Newswire (Published: Monday, July 1, 2019, Received: Monday, July 1, 2019, 4:47:39 PM CDT)

Word Count: 599

2019 JUL 01 (NewsRx) -- By a News Reporter-Staff News Editor at Cancer Daily -- Fresh data on Oncology - Prostate Cancer are presented in a new report. According to news reporting originating from New York City, United States, by NewsRx correspondents, research stated, “Heterogeneity in the genomic landscape of metastatic prostate cancer has become apparent through several comprehensive profiling efforts, but little is known about the impact of this heterogeneity on clinical outcome. Here, we report comprehensive genomic and transcriptomic analysis of 429 patients with metastatic castration-resistant prostate cancer (mCRPC) linked with longitudinal clinical outcomes, integrating findings from whole-exome, transcriptome, and histologic analysis.”

Funders for this research include Prostate Cancer Foundation, Stand Up to Cancer Prostate Cancer Dream Team research grant, American Association for Cancer Research Award, Prostate Cancer Foundation Young Investigator Awards, Department of Defense Prostate Cancer Research Program, NCI Prostate Cancer SPORE Awards, NCI Cancer Center Award, NIH Award, European Research Council Consolidator Grant, Nuovo-Soldati Foundation, Movember Foundation, Prostate Cancer UK, ECMC network from Cancer Research UK, Department of Health in the UK, BRC, PCF.
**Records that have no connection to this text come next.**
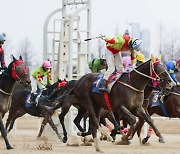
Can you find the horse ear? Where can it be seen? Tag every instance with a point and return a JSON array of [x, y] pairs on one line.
[[20, 57], [153, 58], [160, 57]]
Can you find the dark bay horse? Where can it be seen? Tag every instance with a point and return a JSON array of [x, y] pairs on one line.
[[171, 103], [126, 96], [66, 100], [16, 71], [18, 107]]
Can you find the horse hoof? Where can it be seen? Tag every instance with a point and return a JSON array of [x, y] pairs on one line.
[[161, 140], [79, 133], [64, 139], [9, 147]]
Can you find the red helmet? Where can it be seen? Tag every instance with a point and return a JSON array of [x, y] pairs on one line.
[[47, 64], [178, 61]]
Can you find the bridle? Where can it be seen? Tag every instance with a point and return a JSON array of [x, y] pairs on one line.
[[153, 74]]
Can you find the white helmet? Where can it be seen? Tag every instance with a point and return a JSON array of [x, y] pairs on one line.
[[136, 44]]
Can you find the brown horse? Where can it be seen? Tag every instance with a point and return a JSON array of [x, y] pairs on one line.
[[18, 106], [171, 108], [16, 71], [66, 100], [126, 96]]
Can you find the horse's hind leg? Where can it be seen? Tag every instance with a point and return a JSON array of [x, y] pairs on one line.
[[50, 121], [4, 134], [131, 119], [43, 124], [80, 115], [64, 111], [142, 115]]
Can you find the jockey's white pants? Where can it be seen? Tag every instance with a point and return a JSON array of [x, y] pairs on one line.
[[34, 84], [113, 61]]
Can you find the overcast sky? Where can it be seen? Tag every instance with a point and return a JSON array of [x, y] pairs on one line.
[[25, 18]]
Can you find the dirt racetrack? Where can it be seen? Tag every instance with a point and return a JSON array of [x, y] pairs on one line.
[[25, 142]]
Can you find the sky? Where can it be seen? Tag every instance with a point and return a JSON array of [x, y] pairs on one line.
[[25, 18]]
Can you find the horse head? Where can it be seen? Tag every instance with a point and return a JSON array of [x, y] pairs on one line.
[[18, 71]]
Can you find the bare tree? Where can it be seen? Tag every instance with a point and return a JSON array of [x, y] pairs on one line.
[[27, 52]]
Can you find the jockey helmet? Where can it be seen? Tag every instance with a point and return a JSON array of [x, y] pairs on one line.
[[140, 57], [178, 61], [2, 39], [136, 44], [103, 61], [47, 64]]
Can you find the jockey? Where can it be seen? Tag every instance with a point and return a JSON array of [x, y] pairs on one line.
[[2, 40], [96, 65], [140, 58], [114, 46], [173, 67], [127, 63], [37, 79]]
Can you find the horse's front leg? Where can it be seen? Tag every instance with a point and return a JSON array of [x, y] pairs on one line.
[[43, 124], [4, 134], [61, 119], [80, 115], [51, 123], [142, 114], [131, 119]]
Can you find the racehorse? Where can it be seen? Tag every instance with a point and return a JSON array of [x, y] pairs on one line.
[[126, 96], [19, 100], [16, 71], [65, 107], [65, 100], [171, 109]]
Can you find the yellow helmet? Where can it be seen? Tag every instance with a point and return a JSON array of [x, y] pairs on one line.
[[140, 57]]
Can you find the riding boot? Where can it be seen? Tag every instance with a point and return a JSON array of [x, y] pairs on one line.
[[103, 86], [37, 99]]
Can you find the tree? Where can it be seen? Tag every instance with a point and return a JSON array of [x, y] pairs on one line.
[[27, 52]]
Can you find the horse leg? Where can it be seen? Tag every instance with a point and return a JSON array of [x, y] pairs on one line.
[[4, 134], [142, 115], [112, 119], [88, 105], [43, 124], [51, 123], [80, 115], [13, 115], [64, 111], [131, 119], [148, 135]]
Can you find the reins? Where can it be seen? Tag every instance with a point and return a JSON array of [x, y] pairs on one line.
[[9, 94], [133, 88], [147, 76]]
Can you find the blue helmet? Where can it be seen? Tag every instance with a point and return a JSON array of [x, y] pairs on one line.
[[2, 39]]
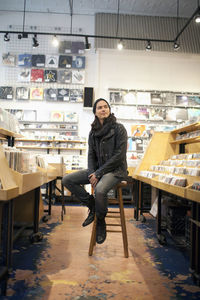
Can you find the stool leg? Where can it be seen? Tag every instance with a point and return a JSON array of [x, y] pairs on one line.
[[93, 237], [123, 223]]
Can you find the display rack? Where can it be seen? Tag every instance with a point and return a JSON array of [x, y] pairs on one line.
[[163, 146]]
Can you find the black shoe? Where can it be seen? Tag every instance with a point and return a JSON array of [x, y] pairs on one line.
[[101, 231], [90, 217]]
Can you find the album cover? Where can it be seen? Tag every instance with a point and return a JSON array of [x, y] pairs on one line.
[[64, 76], [65, 47], [71, 117], [78, 47], [17, 112], [181, 100], [76, 95], [138, 130], [193, 100], [22, 93], [143, 98], [30, 115], [142, 112], [50, 94], [36, 94], [116, 97], [193, 114], [37, 75], [50, 75], [181, 114], [51, 61], [8, 59], [157, 113], [6, 92], [78, 77], [65, 61], [156, 98], [63, 94], [129, 97], [170, 99], [78, 62], [38, 60], [24, 75], [24, 60], [56, 116]]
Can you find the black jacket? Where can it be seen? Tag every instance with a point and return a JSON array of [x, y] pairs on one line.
[[108, 155]]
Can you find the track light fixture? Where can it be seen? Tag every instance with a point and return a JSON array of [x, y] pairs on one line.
[[6, 37], [87, 44], [55, 41], [176, 45], [120, 45], [35, 41], [148, 47]]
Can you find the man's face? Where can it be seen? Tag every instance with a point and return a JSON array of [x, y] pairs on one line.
[[102, 110]]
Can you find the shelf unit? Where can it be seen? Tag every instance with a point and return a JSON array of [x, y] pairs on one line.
[[162, 147]]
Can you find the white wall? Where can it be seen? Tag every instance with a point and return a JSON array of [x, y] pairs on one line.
[[105, 68]]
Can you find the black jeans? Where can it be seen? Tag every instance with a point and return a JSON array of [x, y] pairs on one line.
[[74, 183]]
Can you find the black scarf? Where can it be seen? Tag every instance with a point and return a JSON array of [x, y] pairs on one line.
[[100, 131]]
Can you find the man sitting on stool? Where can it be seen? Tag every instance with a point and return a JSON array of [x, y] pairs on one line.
[[107, 166]]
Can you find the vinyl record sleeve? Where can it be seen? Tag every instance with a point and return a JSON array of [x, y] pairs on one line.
[[22, 93], [25, 60], [36, 93], [65, 61], [38, 60], [37, 75], [78, 62], [78, 48], [24, 75], [65, 47], [78, 77], [63, 94], [6, 92], [51, 61], [64, 76], [57, 116], [8, 59], [76, 95], [50, 75], [50, 94]]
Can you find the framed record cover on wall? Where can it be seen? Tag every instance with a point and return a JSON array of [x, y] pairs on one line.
[[6, 92], [22, 93]]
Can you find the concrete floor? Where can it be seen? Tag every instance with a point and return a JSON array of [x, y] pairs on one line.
[[59, 267]]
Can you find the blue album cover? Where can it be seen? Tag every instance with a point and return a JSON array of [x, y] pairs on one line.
[[25, 60], [78, 62]]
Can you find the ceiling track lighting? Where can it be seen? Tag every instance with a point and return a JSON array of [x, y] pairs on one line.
[[120, 45], [87, 44], [176, 46], [6, 37], [35, 41], [148, 47], [55, 41]]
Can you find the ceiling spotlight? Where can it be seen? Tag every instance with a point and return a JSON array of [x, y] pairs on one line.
[[6, 37], [197, 18], [87, 44], [55, 41], [35, 41], [120, 45], [176, 46], [148, 47]]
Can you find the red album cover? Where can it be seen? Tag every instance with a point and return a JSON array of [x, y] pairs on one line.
[[37, 75]]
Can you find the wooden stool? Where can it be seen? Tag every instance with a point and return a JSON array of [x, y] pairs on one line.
[[113, 214]]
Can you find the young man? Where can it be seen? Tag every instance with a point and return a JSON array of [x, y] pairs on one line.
[[107, 166]]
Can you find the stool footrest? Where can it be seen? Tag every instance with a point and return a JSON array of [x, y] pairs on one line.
[[117, 231]]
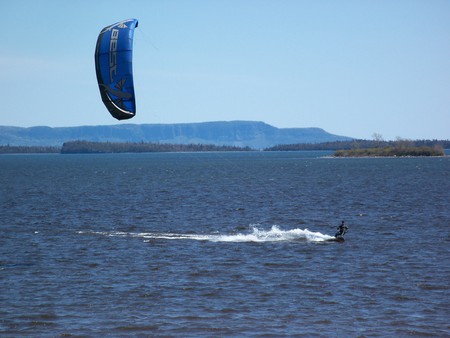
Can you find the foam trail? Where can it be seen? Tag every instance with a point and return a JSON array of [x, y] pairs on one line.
[[275, 234]]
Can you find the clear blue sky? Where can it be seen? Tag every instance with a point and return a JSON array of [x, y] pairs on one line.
[[353, 68]]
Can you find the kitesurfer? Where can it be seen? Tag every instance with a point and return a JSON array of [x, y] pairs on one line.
[[342, 229]]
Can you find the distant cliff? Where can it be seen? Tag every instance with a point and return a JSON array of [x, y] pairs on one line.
[[256, 135]]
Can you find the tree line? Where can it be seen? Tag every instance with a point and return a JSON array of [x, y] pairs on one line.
[[73, 147], [86, 147]]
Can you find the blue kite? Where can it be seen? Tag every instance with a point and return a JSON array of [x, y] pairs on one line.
[[113, 65]]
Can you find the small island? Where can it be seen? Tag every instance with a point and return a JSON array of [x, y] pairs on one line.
[[400, 148]]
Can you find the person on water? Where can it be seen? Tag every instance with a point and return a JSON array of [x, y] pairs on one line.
[[342, 229]]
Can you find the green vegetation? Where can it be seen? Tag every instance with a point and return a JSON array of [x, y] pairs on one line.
[[354, 148], [28, 150], [359, 144], [84, 147]]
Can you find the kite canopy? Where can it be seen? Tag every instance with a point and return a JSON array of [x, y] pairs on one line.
[[113, 65]]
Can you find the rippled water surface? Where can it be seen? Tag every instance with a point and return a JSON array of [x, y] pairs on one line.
[[223, 244]]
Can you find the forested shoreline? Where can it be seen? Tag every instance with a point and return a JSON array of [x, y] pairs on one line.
[[342, 148]]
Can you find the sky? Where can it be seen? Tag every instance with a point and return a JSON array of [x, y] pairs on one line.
[[354, 68]]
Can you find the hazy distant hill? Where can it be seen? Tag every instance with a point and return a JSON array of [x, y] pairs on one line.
[[256, 135]]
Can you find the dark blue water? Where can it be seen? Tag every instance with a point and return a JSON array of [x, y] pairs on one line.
[[218, 244]]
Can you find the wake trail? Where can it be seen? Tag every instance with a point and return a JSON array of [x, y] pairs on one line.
[[275, 234]]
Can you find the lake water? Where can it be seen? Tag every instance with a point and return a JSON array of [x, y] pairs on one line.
[[223, 244]]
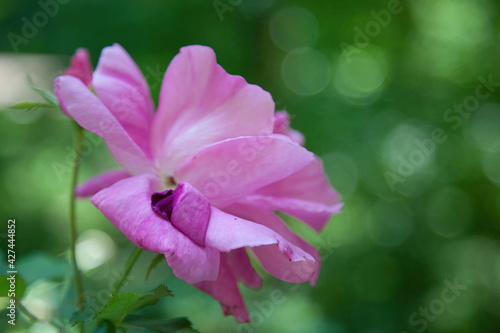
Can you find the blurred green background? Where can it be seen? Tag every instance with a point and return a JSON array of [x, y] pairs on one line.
[[367, 82]]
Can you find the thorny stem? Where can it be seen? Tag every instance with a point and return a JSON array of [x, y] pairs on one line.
[[72, 250]]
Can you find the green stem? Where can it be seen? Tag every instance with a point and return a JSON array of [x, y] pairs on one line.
[[26, 312], [130, 263], [72, 250]]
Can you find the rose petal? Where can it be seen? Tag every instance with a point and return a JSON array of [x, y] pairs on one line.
[[270, 258], [201, 104], [306, 194], [88, 111], [233, 168], [99, 182], [123, 89], [227, 232]]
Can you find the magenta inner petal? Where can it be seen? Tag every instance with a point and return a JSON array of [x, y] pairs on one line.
[[163, 203], [186, 208]]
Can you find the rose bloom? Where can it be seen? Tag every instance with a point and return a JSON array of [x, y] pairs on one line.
[[202, 176]]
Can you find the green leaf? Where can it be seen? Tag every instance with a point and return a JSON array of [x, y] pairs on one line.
[[180, 324], [5, 289], [153, 264], [46, 95], [29, 106], [105, 327], [120, 306]]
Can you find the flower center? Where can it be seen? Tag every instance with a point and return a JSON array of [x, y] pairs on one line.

Our news editors obtained a quote from the research from Cornell University, “For 128 patients treated with a first-line next-generation androgen receptor signaling inhibitor (ARSI; abiraterone or enzalutamide), we examined the association of 18 recurrent DNA-and RNA-based genomic alterations, including androgen receptor (AR) variant expression, AR transcriptional output, and neuroendocrine expression signatures, with clinical outcomes. Of these, only RB1 alteration was significantly associated with poor survival, whereas alterations in RB1, AR, and TP53 were associated with shorter time on treatment with an ARSI.”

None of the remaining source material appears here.